Con ese pensamiento he estado jugando gran parte de la tarde. Justo hasta el momento en que ha empezado a despertar el dolor de mi dientes maltrechos –los odontólogos, ya se sabe-. Estaban insensibilizados con una inyección milagrosa, no he sentido ningún dolor, solo faltaría. Aún así, en el no-dolor, he estado deseando volver a sentir mis labios, mi nariz, mis formas deformadas por un fluido adormecedor. Cuando ha despuntado el primer malestar, he dudado unos minutos, no sé si horas: qué prefiero Mi cabeza, lugar de todos los mundos posibles, no sabía decidirse entre el dolor y la percepción de hallarse fuera de su cuerpo. Han pasado varías horas ya, el dolor poco a poco ha ido desvaneciéndose, a pesar de algún resquicio abierto. Y, en el resquicio, creo que prefiriendo el dolor a la insensibilidad. Aunque es posible que me tome un ibuprofeno para poder dormir.

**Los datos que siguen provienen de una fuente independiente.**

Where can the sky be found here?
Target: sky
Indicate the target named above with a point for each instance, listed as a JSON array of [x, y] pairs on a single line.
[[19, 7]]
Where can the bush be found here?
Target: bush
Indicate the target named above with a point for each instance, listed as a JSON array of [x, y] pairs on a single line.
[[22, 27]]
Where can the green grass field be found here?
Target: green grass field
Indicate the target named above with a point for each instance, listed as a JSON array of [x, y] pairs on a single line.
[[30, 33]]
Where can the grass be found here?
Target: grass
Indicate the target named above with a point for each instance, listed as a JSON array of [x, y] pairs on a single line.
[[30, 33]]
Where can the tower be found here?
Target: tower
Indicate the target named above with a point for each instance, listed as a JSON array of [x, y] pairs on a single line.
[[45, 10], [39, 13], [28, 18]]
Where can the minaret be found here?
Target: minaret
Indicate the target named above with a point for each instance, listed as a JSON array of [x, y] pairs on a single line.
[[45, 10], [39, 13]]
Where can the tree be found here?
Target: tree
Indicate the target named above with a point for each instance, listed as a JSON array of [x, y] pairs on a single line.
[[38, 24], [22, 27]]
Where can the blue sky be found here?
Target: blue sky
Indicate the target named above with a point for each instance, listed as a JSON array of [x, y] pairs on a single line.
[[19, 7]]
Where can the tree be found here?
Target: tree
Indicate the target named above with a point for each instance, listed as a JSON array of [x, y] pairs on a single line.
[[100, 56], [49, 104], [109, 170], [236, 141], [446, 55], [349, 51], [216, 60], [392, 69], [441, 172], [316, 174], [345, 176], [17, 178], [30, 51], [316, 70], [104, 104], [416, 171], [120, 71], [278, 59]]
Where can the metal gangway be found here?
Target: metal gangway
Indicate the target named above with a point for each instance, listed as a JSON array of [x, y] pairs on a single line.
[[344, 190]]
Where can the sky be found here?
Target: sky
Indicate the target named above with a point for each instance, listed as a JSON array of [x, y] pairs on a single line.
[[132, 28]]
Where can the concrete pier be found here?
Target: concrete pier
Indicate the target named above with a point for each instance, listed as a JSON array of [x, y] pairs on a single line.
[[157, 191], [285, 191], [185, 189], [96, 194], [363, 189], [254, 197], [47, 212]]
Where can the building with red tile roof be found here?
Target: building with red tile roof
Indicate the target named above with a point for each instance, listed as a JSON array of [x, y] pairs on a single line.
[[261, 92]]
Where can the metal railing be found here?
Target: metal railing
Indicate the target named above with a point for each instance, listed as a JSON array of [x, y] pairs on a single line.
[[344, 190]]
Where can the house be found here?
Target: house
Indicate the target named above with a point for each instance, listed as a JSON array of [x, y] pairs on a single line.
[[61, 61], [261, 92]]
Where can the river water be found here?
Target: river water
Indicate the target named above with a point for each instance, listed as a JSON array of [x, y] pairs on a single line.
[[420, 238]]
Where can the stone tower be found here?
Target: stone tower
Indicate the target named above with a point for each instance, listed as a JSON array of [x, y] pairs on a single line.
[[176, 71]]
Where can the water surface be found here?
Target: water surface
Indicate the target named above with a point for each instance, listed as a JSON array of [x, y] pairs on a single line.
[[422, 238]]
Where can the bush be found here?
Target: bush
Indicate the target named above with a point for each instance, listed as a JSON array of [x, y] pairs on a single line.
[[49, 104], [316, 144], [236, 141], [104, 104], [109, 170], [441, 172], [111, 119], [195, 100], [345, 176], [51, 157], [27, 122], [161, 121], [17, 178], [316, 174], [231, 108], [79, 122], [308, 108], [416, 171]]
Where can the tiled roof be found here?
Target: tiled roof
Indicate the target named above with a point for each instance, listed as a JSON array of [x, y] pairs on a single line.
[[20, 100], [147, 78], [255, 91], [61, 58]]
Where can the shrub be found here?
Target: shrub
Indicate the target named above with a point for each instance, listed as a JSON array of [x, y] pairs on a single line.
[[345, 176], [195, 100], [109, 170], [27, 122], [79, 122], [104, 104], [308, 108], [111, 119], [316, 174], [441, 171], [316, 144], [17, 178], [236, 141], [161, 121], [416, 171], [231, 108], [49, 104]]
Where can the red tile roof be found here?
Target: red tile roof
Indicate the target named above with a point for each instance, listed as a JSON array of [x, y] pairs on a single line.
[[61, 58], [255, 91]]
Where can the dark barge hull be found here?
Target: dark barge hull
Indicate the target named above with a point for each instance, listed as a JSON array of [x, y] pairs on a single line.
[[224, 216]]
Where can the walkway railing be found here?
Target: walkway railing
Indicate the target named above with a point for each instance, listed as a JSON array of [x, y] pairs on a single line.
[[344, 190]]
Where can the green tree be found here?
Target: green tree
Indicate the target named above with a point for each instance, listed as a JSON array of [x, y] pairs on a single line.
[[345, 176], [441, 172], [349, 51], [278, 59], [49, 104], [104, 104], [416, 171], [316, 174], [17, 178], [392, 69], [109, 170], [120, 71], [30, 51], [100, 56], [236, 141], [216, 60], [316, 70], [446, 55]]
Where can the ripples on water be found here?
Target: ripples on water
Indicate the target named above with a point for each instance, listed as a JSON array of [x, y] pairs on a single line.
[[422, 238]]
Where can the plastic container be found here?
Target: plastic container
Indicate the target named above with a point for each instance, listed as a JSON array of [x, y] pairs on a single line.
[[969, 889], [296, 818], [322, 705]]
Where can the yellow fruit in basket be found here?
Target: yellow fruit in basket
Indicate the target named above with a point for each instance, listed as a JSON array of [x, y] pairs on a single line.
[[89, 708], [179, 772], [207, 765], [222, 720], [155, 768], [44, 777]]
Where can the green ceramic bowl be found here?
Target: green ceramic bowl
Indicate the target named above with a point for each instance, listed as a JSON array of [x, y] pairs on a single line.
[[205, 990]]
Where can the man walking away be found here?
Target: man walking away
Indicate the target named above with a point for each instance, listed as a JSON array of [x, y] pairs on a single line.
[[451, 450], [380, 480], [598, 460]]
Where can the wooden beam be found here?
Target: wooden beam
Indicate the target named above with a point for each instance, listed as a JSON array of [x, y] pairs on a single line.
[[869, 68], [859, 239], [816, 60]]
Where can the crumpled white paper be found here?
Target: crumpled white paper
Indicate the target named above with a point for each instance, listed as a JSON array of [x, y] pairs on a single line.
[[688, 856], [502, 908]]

Hoy mi cabeza, parece encontrar en cualquier nimiedad un mundo posible donde habitar por una cosecha.

Interrogantes

Cien días caminando por el interrogante. Él, sostenido por hilos de color seda anudados con amnesias, se sonríe. Un paso… otro y en el itinerario criptografío, en letras doradas, una nueva mirada. Dos pasos más, y el hilo rojo reviste de nuevo los andamios. Tres y descubro, debajo de la alfombra, preguntas sin respuesta. Siguiendo el trayecto, miro los aledaños…¡¡Vaya!! Estoy sola ante a la incógnita.

Frente a frente nos contemplamos, nos examinamos y finalmente, nos descubrimos el sombrero una a la otra, educadamente. Sostengo, entre malabarismos, el camino que me lleva a tu abrazo y,… apago la luz.